Was any explanation offered to you for why you were so excluded?

Molly Gardner
Reply to  David Sobel
2 years ago

It was said (incorrectly) that according to department bylaws, I should not be permitted to vote because it was known that I would be moving to another university in the fall. However, the previous spring, a different faculty member made it known that he would be moving to another university in the fall, but even after the department members knew of his upcoming departure, he was included in 5 separate votes.

Christian Coons
Reply to  David Sobel
2 years ago

I don’t know if Molly intends to publicly disclose how she was treated, but it’s pretty remarkable–even after she left. And for only the slightest hints of dissent.

Joe Mara
2 years ago

I would like to urge again to shut down this discussion. As far as I can see, there is nothing positive to be gained from letting it go further. I think it is not right, for many reasons, to discuss – in this gossip-like way, members of the BGSU department in ways that impugn their characters and qualifications. I am also worried that those who are connected, in one way or another, with the events raised in the article, might be unintentionally inflicting self-harm here.

frmr grad student
2 years ago

This is a tough situation. On the one hand it doesn’t seem quite right to me for personal relationships to play out so publicly like this. It doesn’t seem like it will help the situation. And I feel some sadness for all those involved.

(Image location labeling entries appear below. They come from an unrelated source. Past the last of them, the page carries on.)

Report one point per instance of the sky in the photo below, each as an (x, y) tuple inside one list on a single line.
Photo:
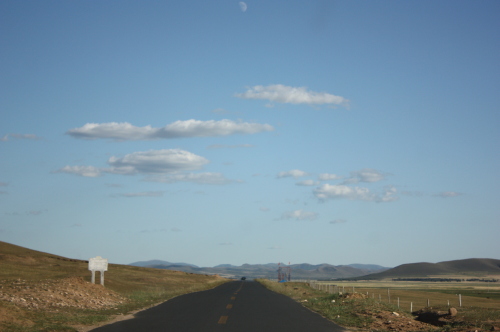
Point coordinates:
[(227, 132)]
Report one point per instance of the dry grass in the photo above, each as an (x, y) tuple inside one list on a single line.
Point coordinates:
[(142, 287)]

But there is a problem here. A deep and structural one, which has to do with how higher education, including philosophy departments specifically, have been molded by the dominance of neoliberalism and austerity post 1970s. MBAs run the university and squeeze academic labor harder and harder. That’s why departments become dependent on ‘dark’ money like this, and why some people, some of whom are well-intentioned (some seem more suspicious to me), promote ideological money as a feasible avenue for supporting research.

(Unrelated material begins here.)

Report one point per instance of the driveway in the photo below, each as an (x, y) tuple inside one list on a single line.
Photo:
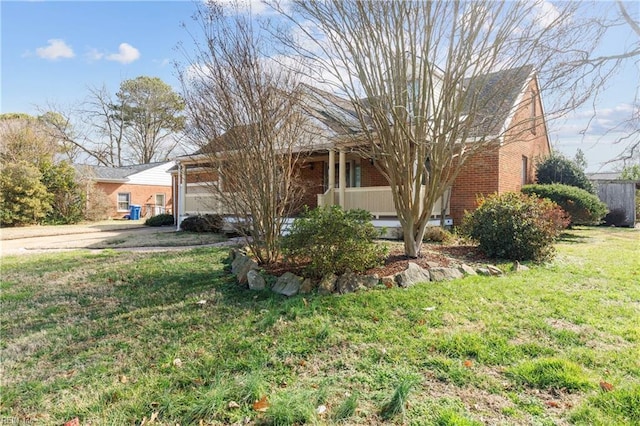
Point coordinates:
[(39, 239)]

I was a graduate student at a department heavily subsidized by right-wing political money. To me this is not a controversial description: it was very obvious that some people were in the department because their research in some way supported the political aims of the donors. This was a distinctive ‘niche’ in the department, and there was an ever-growing space for such research and programming because of the way it could support itself and draw in money for other research and teaching. And the people who work in this space do hold sincere beliefs, which they even subject to philosophical scrutiny and develop plausible arguments to support.

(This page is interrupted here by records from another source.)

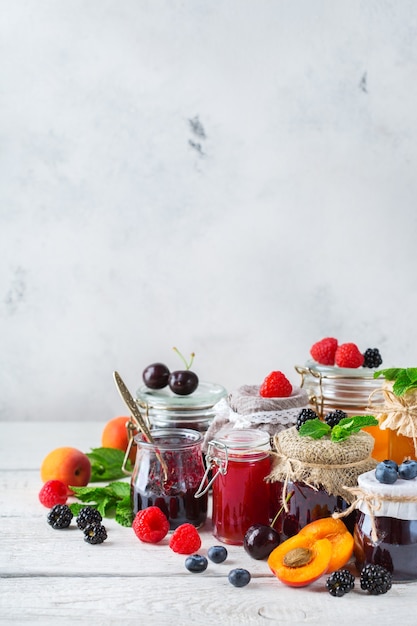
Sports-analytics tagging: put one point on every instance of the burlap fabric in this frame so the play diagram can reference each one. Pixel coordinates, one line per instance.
(398, 413)
(245, 408)
(335, 466)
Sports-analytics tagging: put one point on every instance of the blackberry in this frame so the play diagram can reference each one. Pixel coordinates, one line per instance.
(60, 516)
(340, 582)
(375, 579)
(305, 415)
(95, 533)
(88, 515)
(372, 358)
(334, 417)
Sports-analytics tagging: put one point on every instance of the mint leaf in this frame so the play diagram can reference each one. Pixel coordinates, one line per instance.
(106, 464)
(314, 428)
(113, 500)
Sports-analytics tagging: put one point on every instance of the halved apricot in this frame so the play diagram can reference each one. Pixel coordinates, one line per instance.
(336, 532)
(299, 560)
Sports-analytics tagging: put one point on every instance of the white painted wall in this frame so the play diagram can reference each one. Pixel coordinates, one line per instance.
(236, 178)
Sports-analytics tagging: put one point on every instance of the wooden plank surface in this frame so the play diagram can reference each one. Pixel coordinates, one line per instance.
(49, 576)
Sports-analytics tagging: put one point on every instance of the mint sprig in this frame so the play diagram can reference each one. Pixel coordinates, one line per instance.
(111, 501)
(317, 429)
(106, 464)
(404, 379)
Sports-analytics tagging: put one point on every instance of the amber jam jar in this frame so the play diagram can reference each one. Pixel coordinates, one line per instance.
(240, 462)
(348, 389)
(386, 527)
(165, 409)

But to me this is one shortcoming of ‘argument’ in the abstract, the way philosophy today tends to work. It covers over the clearly religious zeal of the whole program, which preaches capitalism as a gospel (in the form of a textbook). I never thought that this kind of philosophical work was right or good. I think the people doing this kind of work (some of whom have been commenting on this thread) are deeply complicit in the human misery and suffering caused by neoliberal capitalism. Oppressive political ideology is in fact dangerous and destructive to propogate and defend, even if done by well-meaning academics who know how to put it in the right dress.

I don’t know if the right thing to do is to shut this discussion down because it is unproductive to dispute this at the micro-cosmic level of a few individuals in one department fighting over one hire. But we need to have this discussion. It would be nice if we could make it about the structural rot and decay that created this situation in the first place, rather than about personal disputes.